Tensions remain high in East Ukraine

Tensions remain high in East Ukraine

Tensions remain high in Ukraine as pro-Russia protesters continue to occupy a number of government buildings in the eastern parts of the European country, Press TV reports.

Some of the protesters are calling for independence from Ukraine while others want to join the Russian Federation.

In Donetsk, the people demonstrating outside the regional administration building reject claims that they have been paid by Russia to cause unrest in the region. They also express readiness to defend themselves if Kiev decides to storm the premise.

Some of the protesters want a referendum to decide if Donetsk can become an autonomous republic while others want the region to break away from Kiev and join Moscow. However, both groups are united in their opposition to the current Ukrainian government.

“I think the government in Kiev is illicit, so reactions will not be according to the law,” a Pro-Russia activist said.

Many protesters do not recognize the new government in Kiev and claim they will sabotage a presidential election on May 25 while others are in favor of the vote.

Ukraine’s acting President Oleksandr Turchynov has alleged that Russia is attempting to repeat “the Crimean scenario” in the country’s eastern parts. He blamed Moscow for fomenting separatist actions in the region.

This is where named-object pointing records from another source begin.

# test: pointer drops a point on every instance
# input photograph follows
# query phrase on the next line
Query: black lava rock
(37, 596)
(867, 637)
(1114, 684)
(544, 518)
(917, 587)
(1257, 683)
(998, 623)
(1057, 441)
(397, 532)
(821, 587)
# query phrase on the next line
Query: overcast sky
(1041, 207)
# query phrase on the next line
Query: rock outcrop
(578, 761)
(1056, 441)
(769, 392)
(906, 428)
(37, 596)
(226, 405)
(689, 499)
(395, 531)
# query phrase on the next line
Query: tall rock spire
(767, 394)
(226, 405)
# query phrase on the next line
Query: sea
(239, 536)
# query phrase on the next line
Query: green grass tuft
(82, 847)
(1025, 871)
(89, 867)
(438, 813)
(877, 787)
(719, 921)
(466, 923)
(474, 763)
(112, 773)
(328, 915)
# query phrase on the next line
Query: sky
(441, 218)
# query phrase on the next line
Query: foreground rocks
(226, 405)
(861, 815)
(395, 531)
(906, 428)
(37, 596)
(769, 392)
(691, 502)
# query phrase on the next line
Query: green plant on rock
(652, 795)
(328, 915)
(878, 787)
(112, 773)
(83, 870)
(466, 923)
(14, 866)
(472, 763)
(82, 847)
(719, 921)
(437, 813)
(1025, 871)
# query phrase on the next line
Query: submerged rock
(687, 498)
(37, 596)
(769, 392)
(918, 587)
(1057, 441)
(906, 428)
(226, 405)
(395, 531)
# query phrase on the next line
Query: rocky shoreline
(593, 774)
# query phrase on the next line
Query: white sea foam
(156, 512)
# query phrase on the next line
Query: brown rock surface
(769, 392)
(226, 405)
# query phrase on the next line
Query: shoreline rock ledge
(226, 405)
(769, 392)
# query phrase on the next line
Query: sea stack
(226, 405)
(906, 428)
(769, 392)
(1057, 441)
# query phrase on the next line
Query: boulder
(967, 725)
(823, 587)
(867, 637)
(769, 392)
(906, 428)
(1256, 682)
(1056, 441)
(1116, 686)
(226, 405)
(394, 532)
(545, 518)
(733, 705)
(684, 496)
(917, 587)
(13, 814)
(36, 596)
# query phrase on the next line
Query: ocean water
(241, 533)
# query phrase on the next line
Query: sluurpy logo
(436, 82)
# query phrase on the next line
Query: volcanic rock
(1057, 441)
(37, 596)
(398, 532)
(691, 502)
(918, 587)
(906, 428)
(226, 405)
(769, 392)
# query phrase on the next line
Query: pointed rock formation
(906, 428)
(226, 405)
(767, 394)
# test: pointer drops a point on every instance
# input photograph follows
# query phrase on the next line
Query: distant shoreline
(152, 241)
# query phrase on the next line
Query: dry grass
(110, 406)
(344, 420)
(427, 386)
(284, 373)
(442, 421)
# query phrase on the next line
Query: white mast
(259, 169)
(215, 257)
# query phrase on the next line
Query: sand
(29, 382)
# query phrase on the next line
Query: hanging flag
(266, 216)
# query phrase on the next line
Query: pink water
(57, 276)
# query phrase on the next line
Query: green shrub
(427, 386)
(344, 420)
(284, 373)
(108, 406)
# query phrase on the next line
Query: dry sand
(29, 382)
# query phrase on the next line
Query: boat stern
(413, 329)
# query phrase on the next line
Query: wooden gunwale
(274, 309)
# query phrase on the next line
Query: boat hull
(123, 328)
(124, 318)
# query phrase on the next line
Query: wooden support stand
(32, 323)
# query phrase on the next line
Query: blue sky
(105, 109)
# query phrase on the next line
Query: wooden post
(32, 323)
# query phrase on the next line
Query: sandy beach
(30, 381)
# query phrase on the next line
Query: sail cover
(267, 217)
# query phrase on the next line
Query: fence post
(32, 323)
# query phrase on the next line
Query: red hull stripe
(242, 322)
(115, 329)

Pro-Russia rallies have been a common scene across eastern Ukrainian cities over the past weeks.

The protesters briefly occupied government buildings in several Ukrainian cities on Monday. In Kharkiv, they declared independence from Kiev following a similar move by pro-Russians in Donetsk earlier on the day.

Pro-Russia activists also announced the formation of the Independent People’s Republic in both cities.

The demonstrations gained momentum after the Crimean territory declared independence from Ukraine and formally applied to become part of the Russian Federation following a referendum on March 16, in which nearly 97 percent of the participants voted for rejoining Russia, with a turnout of more than 83 percent.